- Open Access
- Authors : Dr. Rajib K. Mohapatra, K. Vizaya Kumar
- Paper ID : IJERTCONV8IS16045
- Volume & Issue : NCSMSD – 2020 (Volume 8 – Issue 16)
- Published (First Online): 18-10-2020
- ISSN (Online) : 2278-0181
- Publisher Name : IJERT
- License: This work is licensed under a Creative Commons Attribution 4.0 International License
Predicting Behaviour O Working Capital Variables Through Decision Support Model
Dr. Rajib K. Mohapatra & Prof. K. Vizaya Kumar
Abstract: Working capital management involves management of current assets, individual current liabilities and all interrelationships that link current assets together with the current liabilities and other balance sheet accounts. Working capital management includes planning and controlling the flow of value between various working capital and other balance sheet accounts so as to ensure adequate liquidity for the company and optimizing levels of current assets so as to enhance the profitability of the organization. Reducing inventories may affect production volume and hence affect account receivables, changing in the level of account receivables will affect the cash holdings, short-term debt, inventories etc. So working capital of the organization cannot be considered in isolation from other financing decisions and the approach to working capital management should be a Total systems Approach
Working capital cycle involves conversions and rotation of various constituents/ components of the working capital. Initially cash is converted into raw materials. Subsequently, with the usage of fixed assets resulting in value additions, the raw materials get converted into work in process and then into finished goods. When sold on credit, the finished goods assume the form of debtors who give the business cash on due date. Thus cash assumes its original form again at the end of one such working capital cycle but in the course it passes through various other forms of current assets too. This is how various components of current assets keep on changing their forms due to value addition. Some of the important determinants of working capital includes Nature of business, Terms of sales and purchases, Manufacturing cycle, Rapidity of turnover, Changes in technology, Seasonal variation, Market conditions, Seasonality of operation, Dividend policy, Working capital cycle etc.
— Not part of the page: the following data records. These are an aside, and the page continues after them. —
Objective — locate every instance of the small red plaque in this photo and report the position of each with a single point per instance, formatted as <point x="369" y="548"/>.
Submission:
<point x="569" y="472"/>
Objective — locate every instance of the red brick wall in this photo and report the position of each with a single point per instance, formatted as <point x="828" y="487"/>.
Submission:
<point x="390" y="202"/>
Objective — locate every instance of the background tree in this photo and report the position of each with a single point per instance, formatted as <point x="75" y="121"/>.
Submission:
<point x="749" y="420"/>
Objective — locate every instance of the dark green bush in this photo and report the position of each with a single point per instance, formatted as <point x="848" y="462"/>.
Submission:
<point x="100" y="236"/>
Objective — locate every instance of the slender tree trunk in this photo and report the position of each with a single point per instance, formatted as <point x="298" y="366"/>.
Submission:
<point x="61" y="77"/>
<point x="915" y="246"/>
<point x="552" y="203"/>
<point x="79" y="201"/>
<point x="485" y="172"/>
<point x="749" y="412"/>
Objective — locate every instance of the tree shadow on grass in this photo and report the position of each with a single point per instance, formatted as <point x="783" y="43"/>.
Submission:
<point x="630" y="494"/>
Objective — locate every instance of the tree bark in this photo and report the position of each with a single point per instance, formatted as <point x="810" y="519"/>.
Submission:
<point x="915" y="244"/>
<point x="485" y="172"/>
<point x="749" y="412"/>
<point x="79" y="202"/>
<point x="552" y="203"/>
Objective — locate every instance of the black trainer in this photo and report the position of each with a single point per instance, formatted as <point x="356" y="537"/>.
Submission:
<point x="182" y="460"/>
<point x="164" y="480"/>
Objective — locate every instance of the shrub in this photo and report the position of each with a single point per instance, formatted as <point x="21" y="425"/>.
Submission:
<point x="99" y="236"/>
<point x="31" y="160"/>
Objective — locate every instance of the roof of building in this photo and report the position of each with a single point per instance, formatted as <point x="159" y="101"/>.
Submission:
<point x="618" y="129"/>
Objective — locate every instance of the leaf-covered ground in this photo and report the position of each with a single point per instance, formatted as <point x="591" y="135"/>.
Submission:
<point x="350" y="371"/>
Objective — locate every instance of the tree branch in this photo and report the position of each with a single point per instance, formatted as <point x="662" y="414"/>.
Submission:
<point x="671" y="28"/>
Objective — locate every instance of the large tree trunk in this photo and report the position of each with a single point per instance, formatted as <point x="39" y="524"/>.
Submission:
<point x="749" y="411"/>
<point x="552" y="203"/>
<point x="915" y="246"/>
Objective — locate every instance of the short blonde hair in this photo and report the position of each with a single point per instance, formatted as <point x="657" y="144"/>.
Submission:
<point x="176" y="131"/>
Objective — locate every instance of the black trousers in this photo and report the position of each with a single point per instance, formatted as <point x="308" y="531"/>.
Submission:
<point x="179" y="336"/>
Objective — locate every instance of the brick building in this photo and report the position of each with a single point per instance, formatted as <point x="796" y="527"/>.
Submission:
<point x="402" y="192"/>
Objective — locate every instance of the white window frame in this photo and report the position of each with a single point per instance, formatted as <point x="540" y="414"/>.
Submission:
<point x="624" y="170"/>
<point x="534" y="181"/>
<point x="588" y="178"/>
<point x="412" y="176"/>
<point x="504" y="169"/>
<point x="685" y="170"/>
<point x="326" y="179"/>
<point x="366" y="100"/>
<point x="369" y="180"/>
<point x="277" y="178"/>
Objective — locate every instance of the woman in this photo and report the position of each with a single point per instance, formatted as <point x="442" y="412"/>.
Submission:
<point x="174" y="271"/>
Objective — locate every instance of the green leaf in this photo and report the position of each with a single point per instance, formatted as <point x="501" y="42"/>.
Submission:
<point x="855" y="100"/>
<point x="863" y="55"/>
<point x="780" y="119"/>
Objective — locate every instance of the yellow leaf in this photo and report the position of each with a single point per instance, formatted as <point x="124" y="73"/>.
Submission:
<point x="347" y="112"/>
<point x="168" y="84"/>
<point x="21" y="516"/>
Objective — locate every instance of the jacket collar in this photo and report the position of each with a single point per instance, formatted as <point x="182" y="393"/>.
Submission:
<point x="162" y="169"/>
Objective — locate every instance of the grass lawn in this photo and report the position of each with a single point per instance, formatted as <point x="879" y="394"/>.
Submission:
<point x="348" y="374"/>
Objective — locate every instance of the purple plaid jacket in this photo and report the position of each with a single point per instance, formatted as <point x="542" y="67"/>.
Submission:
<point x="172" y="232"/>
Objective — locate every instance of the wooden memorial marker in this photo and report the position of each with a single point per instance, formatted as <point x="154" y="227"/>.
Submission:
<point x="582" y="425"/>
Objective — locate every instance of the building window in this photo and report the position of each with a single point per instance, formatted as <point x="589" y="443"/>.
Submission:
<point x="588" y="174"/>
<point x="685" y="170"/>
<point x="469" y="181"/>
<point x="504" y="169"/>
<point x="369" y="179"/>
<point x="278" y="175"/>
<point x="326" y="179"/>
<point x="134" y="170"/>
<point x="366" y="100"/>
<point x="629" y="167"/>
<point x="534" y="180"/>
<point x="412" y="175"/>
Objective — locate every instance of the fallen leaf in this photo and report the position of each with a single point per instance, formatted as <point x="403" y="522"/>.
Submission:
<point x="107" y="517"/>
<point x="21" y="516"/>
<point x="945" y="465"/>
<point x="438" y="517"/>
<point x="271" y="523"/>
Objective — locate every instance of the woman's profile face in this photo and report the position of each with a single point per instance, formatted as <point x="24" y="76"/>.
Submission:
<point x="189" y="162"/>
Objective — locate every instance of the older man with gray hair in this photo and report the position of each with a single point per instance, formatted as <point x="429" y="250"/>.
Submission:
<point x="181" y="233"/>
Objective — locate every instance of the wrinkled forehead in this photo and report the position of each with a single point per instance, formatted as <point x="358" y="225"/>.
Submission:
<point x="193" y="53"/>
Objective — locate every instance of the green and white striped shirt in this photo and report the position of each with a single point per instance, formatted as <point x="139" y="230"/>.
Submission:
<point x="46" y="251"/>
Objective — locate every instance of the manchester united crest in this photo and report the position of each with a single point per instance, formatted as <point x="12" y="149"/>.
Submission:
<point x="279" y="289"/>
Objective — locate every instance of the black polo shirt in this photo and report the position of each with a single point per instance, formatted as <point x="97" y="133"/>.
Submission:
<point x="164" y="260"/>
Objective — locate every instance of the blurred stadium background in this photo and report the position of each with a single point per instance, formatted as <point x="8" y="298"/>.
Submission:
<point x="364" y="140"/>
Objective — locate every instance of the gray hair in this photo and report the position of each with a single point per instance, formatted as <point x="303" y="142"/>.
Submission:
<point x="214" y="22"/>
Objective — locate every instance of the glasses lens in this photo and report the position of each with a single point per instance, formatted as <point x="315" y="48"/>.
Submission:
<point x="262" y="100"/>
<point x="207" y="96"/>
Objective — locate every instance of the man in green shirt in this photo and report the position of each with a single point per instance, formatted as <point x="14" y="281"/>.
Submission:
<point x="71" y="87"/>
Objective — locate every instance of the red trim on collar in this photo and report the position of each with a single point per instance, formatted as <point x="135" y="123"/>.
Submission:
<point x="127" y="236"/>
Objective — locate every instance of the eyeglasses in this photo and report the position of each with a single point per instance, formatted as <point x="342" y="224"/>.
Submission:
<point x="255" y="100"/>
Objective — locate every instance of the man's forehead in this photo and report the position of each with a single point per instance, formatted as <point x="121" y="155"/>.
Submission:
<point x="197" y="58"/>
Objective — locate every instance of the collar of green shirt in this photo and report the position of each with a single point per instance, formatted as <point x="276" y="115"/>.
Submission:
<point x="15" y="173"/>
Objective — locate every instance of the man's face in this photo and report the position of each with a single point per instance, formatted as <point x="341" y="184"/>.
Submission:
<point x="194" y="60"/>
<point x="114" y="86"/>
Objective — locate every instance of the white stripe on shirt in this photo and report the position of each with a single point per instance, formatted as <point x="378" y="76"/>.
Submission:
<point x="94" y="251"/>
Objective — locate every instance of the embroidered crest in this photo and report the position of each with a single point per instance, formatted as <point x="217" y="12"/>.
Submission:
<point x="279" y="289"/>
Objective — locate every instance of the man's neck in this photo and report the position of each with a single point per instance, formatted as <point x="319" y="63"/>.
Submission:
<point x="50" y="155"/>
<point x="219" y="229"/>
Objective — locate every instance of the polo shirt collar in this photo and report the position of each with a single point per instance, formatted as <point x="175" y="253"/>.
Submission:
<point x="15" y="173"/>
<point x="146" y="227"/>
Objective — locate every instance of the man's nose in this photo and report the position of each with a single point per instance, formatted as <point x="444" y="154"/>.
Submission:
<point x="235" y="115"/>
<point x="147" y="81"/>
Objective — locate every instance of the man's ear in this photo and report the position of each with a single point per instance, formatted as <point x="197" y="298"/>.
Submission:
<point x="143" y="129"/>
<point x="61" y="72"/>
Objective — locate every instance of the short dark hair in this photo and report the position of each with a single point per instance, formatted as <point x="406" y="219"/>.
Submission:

MODELING OF WORKING CAPITAL MANAGEMENT USING SYSTEM DYNAMICS
Some research work addressing financial problems using system dynamics can be traced back to 1975. Lyneis (1975, 1980) has discussed financial and corporate planning with the aid of system dynamics methodology. Forrester (1976) has used a system dynamics approach to judge the influence of capital investment on market growth. Kolay (1991) has analyzed industrial sickness qualitatively using system dynamics influence diagram as aid to better understanding. However there is very little/ negligible literature available on system dynamics application on working capital management. Kolay (1991) has used influence diagram for qualitative policy analysis for management of working capital crises. This chapter deals with developing a model for effective working capital management with the aid of system dynamics modeling and simulation This is an effort to develop a system dynamics model that depicts key relationships within a manufacturing organization affecting
working capital is presented. The model is intended primarily to demonstrate the relationships between key elements affecting the working capital structure and cash flow of a Ferro alloys manufacturing firm and to generate the behavior of different variables. The model was developed and simulated using the system dynamics software Stella. A period of one day was taken between successive runs and the total length of the simulation run was taken equal to 120 days (four months) operation. The model consists of following important and critical sub systems of the organization affecting working capital management.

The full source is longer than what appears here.